Immenses, vindicatives, révoltées, les écritures de Tania Mouraud se déploient dans l’espace. Elles nous invitent à questionner notre perception du monde et à écrire celui de demain. En évidant les lettres de Ça et là (1990, série Black Power), l’artiste nous donne à voir non pas les mots mais le mur blanc, faisant disparaître les signes pour montrer l’espace qui les sépare.
Les Frises (à partir de 1992) matérialisent également en négatif, noir sur blanc, la partie habituellement invisible des lettres (l’«œil», en typographie), ce qui force un renversement de notre perception. Trente ans plus tard, les phrases que l’artiste déploie en yiddish donnent également à voir ce qui est invisibilisé ou détruit (Shmues, depuis 2019). D’abord, par la matérialisation de cette langue sans territoire ni frontière presque détruite lors de l’Holocauste. Par les mots déployés ensuite.

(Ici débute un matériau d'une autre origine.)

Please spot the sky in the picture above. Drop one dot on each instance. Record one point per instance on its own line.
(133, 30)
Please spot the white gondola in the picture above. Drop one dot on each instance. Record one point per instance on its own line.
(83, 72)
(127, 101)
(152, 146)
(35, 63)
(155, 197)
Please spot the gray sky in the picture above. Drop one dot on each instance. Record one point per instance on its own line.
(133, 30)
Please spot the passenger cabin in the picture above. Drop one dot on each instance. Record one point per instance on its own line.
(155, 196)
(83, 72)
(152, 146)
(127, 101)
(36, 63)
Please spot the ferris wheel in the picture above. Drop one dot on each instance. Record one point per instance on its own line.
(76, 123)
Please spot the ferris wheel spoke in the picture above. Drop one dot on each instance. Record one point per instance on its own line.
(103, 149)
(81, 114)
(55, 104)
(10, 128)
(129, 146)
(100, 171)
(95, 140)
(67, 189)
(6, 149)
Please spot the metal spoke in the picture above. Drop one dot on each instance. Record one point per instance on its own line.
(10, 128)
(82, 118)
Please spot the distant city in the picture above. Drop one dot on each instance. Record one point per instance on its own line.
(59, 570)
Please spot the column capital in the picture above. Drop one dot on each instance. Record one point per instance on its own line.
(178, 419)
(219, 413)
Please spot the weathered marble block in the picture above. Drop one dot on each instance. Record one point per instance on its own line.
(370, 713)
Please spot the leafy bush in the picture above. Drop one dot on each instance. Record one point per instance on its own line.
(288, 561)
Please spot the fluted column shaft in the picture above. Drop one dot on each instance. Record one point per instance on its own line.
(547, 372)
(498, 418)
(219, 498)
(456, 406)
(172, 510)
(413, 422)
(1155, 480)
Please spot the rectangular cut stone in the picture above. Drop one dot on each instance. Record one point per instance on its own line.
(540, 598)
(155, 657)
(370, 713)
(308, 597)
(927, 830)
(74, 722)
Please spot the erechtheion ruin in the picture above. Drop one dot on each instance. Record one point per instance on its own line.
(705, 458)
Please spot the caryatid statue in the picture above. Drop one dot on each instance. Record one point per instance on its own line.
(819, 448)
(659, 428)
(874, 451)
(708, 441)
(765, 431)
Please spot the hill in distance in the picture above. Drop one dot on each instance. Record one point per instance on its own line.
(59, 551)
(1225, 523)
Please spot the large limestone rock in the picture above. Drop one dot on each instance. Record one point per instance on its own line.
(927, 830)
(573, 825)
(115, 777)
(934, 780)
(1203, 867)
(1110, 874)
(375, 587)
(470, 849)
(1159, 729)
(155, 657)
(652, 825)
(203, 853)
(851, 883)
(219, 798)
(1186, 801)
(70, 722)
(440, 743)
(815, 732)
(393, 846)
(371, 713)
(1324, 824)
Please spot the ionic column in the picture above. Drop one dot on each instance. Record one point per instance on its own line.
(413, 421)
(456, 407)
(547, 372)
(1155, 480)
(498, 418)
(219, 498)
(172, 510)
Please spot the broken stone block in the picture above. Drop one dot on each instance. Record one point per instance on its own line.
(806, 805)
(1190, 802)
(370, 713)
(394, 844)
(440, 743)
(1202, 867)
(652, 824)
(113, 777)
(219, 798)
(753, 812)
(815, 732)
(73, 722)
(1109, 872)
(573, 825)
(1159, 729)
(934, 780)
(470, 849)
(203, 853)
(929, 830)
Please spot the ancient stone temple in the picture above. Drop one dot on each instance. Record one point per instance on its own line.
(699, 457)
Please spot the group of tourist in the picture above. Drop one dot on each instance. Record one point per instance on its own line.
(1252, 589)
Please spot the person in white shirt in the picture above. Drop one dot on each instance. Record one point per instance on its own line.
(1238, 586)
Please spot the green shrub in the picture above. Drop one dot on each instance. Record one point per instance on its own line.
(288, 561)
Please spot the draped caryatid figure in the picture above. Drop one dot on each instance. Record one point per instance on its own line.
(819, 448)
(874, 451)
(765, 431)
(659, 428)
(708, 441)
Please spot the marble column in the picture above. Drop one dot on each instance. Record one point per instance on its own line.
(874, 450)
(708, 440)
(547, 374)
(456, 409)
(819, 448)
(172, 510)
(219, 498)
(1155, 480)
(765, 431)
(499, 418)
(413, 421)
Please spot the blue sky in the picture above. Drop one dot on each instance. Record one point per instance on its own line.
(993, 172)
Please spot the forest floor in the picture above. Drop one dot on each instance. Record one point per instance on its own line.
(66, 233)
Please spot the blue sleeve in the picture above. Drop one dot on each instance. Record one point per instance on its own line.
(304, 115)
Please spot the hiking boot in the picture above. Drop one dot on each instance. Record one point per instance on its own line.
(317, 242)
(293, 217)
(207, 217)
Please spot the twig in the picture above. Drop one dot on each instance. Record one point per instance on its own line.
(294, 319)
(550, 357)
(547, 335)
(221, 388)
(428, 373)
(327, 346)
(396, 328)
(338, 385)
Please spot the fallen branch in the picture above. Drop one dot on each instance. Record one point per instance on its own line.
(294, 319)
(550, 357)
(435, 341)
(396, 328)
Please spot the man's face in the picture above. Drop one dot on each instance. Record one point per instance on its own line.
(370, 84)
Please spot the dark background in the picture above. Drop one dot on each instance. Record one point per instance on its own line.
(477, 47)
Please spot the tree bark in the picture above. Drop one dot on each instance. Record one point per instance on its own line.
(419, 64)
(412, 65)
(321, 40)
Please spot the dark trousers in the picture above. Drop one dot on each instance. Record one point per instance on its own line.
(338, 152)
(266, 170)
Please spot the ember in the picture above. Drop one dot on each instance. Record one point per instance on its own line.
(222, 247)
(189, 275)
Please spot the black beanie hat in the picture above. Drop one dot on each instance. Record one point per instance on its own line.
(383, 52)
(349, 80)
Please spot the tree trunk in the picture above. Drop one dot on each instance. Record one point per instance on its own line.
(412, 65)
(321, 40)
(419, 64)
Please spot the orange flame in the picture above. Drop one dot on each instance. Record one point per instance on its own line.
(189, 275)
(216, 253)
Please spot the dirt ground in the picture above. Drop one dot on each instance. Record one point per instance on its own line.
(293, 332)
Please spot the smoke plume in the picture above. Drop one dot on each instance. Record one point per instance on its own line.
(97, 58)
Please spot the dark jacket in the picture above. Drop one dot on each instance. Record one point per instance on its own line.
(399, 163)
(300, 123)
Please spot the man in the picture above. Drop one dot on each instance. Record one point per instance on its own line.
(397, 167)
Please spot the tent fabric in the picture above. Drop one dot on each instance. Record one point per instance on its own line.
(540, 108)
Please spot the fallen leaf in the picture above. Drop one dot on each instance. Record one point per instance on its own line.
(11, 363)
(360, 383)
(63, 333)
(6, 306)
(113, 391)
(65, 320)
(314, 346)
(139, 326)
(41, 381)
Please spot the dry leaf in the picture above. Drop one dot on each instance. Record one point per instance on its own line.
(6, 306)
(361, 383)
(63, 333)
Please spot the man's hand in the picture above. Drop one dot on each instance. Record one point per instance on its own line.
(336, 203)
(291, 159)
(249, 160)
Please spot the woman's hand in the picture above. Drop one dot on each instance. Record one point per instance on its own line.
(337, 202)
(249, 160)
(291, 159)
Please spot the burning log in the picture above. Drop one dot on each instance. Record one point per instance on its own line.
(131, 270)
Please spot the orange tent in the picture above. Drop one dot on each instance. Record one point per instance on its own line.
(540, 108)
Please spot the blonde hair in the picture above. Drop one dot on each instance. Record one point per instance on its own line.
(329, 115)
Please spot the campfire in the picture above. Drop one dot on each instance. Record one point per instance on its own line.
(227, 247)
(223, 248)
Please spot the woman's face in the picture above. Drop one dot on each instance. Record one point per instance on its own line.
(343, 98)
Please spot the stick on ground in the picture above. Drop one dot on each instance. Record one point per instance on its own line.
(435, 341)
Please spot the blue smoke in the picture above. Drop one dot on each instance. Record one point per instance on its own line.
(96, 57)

Dans la trame des Canvas (2023), l’artiste trace les noms de femmes de la Bible et de déesses de la mythologie grecque. Là où l’histoire de l’art occidentale les représente largement comme des objets dénudés, Tania Mouraud affirme leur statut de sujets en les nommant. Par un traitement vibrant de l’écriture, elle leur rend un corps nouveau, un corps de texte puissant, loin de celui formé par l’œil patriarcal. Illisibles, elles échappent à toute appropriation par la vue et l’esprit. Les écritures nous échappent, jusqu’à fuir l’espace d’exposition : I k h b i n n i s h t g e b o y r n z i k h untertsugeben (« je ne suis pas née pour me soumettre », 2024) se déploie dans la ville, libéré des quatre murs de l’espace d’exposition.

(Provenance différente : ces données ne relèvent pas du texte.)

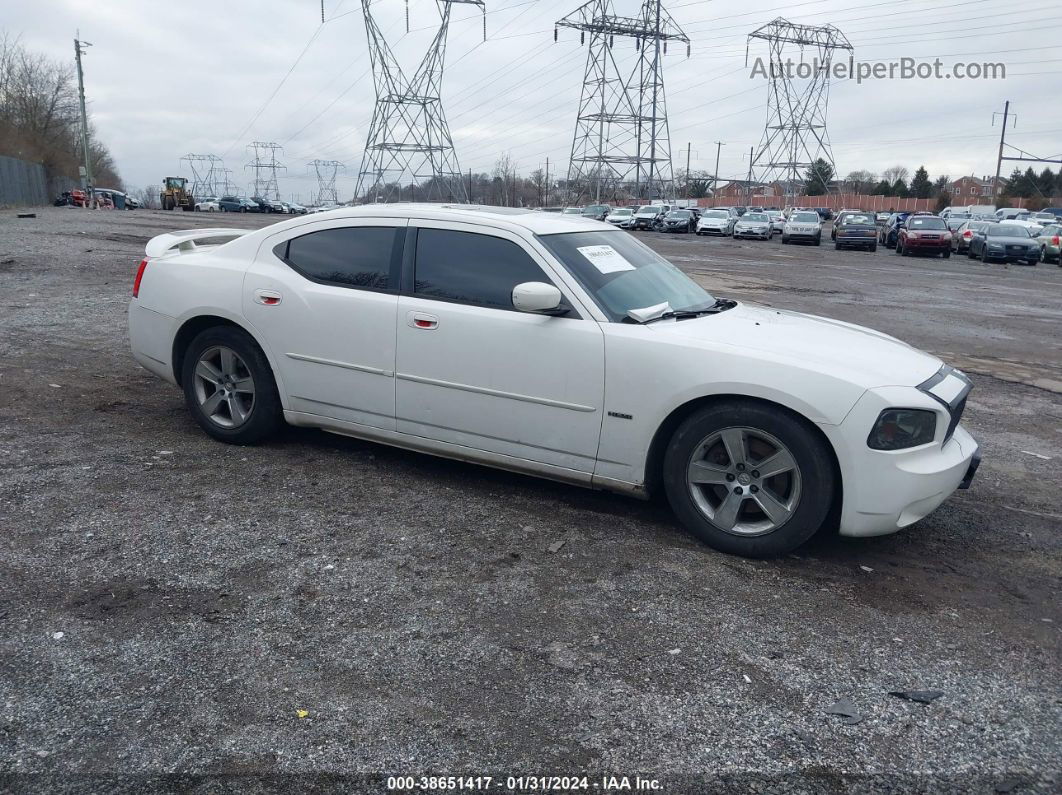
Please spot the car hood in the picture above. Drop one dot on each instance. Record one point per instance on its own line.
(1009, 241)
(852, 352)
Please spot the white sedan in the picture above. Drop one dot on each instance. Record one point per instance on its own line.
(555, 346)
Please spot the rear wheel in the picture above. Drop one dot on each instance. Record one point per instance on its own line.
(749, 479)
(229, 387)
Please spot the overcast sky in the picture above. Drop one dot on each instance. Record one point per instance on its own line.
(166, 79)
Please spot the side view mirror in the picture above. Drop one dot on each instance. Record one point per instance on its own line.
(537, 297)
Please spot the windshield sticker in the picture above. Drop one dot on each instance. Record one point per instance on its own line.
(604, 258)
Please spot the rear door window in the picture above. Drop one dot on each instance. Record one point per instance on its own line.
(473, 269)
(354, 256)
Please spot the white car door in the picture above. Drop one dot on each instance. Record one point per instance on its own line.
(472, 370)
(324, 297)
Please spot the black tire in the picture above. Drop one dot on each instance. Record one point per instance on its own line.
(266, 412)
(810, 452)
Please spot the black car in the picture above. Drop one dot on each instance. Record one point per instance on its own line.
(597, 211)
(649, 217)
(856, 230)
(964, 232)
(890, 230)
(680, 221)
(237, 204)
(1005, 243)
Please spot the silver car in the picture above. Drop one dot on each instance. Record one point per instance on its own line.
(754, 225)
(777, 220)
(716, 222)
(803, 225)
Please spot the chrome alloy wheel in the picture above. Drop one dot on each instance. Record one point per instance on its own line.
(743, 481)
(224, 387)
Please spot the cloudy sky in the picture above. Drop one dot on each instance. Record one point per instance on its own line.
(167, 79)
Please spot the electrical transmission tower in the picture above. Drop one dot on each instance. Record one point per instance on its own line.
(795, 137)
(326, 171)
(225, 186)
(621, 139)
(264, 166)
(409, 140)
(206, 173)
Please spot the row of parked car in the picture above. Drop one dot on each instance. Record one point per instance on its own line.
(1006, 235)
(242, 204)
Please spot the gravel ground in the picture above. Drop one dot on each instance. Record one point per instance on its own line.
(182, 615)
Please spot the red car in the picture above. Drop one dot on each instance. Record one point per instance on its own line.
(924, 235)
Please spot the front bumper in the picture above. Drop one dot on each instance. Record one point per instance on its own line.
(1030, 256)
(861, 240)
(885, 491)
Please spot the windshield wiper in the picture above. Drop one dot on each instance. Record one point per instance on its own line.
(721, 305)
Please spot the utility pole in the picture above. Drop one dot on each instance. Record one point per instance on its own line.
(748, 184)
(715, 174)
(546, 200)
(78, 45)
(689, 145)
(1003, 139)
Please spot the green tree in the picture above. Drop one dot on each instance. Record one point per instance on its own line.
(1046, 183)
(818, 177)
(921, 187)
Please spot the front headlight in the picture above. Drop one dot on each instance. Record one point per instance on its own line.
(897, 429)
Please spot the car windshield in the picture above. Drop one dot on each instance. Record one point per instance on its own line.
(1007, 230)
(622, 274)
(925, 222)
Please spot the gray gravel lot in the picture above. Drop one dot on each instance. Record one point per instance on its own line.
(169, 604)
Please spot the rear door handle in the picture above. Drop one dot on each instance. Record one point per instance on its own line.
(422, 321)
(268, 297)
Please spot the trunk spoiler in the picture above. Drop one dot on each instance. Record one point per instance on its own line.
(185, 240)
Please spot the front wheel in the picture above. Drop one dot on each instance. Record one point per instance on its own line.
(229, 387)
(749, 479)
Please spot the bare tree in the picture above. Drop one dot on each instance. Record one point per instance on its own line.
(40, 117)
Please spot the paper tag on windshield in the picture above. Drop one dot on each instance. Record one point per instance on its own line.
(604, 258)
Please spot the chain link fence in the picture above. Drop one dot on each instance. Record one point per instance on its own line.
(26, 184)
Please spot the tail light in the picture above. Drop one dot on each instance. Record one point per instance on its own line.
(139, 276)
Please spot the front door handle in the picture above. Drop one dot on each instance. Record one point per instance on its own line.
(422, 321)
(268, 297)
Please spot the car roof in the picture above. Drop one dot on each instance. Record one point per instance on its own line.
(537, 223)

L’artiste souhaite par son œuvre «construire un monde où [elle pourra] mourir en paix». C’est donc dans un tel espace qu’elle nous invite en créant une pièce blanche où le simple white cube se mue en un lieu de repos isolé du rythme effréné du quotidien. Là, Initiation space n°5 (1969) semble nous inviter à contempler les lieux. De la masse bétonnée est né un galet comme poli par les vagues, pareil à un zafu, ce coussin traditionnel de méditation zen. À son image peut-être, notre perception du monde peut-elle s’affiner, exercée déjà par les multiples écritures qui peuplent l’exposition. Toutes, en nous échappant, nous invitent à fournir un effort de lecture ou à nous abandonner dans le signe. Dans cette pièce blanche, sculptés à même le papier, les Gaufrages (2023) traduisent des expressions de tous les jours qui trouvent rarement leurs lettres de noblesse dans les lieux d’art contemporain. Là, le contraste de noir et de blanc disparaît : de la surface même émergent les signes. Leur délicatesse répond à celle des séries Nostalgia et Emergences (2019), où la végétation vient tracer le signe de son existence dans le paysage enneigé de Nijni Novgorod, en Russie.

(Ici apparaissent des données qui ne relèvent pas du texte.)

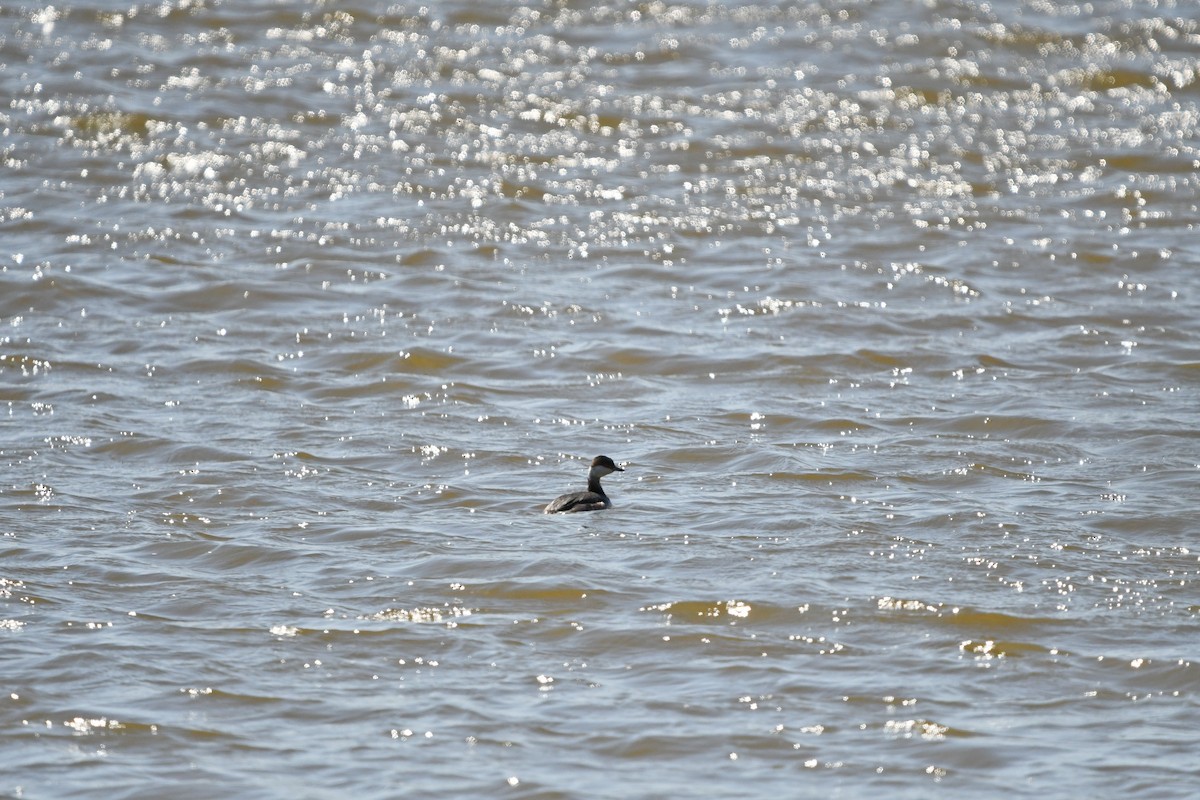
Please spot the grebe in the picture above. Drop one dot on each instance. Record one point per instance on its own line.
(594, 499)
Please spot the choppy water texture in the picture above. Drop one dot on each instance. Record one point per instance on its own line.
(888, 308)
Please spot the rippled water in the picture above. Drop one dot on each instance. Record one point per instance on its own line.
(889, 311)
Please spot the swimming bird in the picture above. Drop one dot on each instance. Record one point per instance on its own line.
(594, 499)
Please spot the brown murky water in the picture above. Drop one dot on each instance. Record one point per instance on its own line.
(889, 311)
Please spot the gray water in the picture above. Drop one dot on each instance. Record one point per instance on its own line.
(888, 310)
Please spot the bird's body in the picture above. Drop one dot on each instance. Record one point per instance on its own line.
(593, 499)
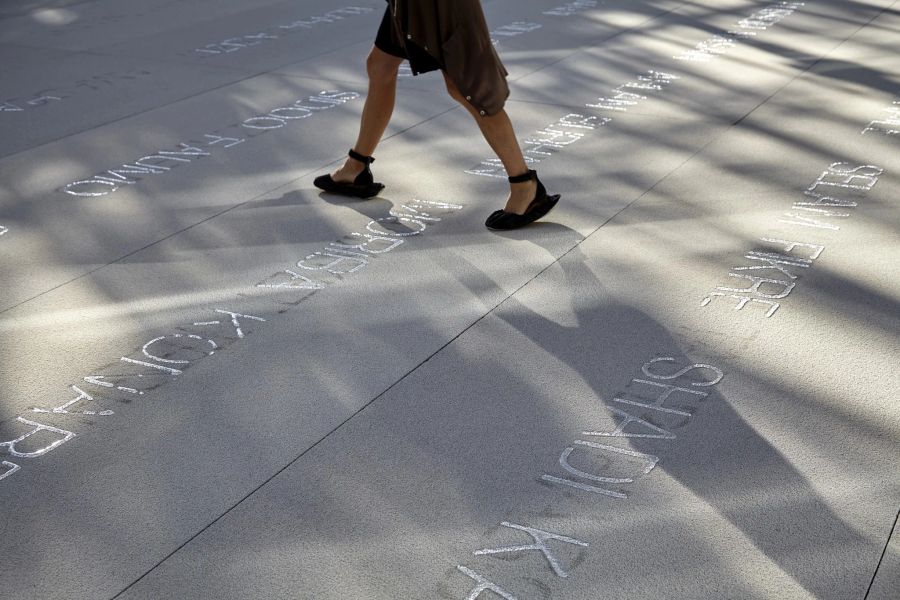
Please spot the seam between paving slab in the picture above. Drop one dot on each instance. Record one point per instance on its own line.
(491, 311)
(513, 294)
(887, 545)
(273, 72)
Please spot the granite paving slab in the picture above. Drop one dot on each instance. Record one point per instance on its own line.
(219, 382)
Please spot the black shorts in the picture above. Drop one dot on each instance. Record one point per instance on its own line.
(419, 60)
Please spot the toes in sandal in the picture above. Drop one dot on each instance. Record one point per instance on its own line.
(543, 203)
(364, 186)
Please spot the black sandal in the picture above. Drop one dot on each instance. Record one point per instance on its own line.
(543, 203)
(364, 186)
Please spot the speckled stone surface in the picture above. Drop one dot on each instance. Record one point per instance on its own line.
(219, 382)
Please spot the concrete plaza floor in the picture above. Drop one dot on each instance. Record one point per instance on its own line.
(218, 382)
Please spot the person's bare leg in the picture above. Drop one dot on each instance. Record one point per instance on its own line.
(498, 131)
(382, 70)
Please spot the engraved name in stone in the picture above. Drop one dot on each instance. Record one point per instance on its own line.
(571, 8)
(482, 584)
(354, 252)
(631, 93)
(163, 358)
(664, 390)
(234, 44)
(889, 125)
(773, 271)
(572, 128)
(760, 20)
(540, 539)
(163, 161)
(660, 396)
(45, 97)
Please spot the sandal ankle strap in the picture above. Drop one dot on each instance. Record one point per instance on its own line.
(366, 160)
(527, 176)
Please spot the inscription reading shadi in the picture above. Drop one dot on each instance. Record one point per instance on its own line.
(662, 391)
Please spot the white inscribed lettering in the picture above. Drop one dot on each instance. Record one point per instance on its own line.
(540, 538)
(64, 408)
(483, 585)
(38, 427)
(237, 324)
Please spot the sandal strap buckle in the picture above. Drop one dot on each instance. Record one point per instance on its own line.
(367, 160)
(527, 176)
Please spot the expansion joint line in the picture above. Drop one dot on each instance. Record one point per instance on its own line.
(887, 544)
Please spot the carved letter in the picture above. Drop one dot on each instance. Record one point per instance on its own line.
(540, 538)
(11, 445)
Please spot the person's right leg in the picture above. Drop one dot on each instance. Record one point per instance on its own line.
(382, 70)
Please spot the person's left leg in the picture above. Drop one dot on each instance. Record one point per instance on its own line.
(499, 134)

Ainsi, comme dans une composition musicale, les thèmes qui traversent Medley se suivent et se répondent. Une harmonie s’élève dans l’espace, où les pièces récentes résonnent avec les oeuvres historiques et leur font écho. Un refrain se fait entendre à qui l’écoute, qui nous rappelle inlassablement les luttes de l’artiste pour des relations pacifiées de l’humanité avec (et dans) le monde.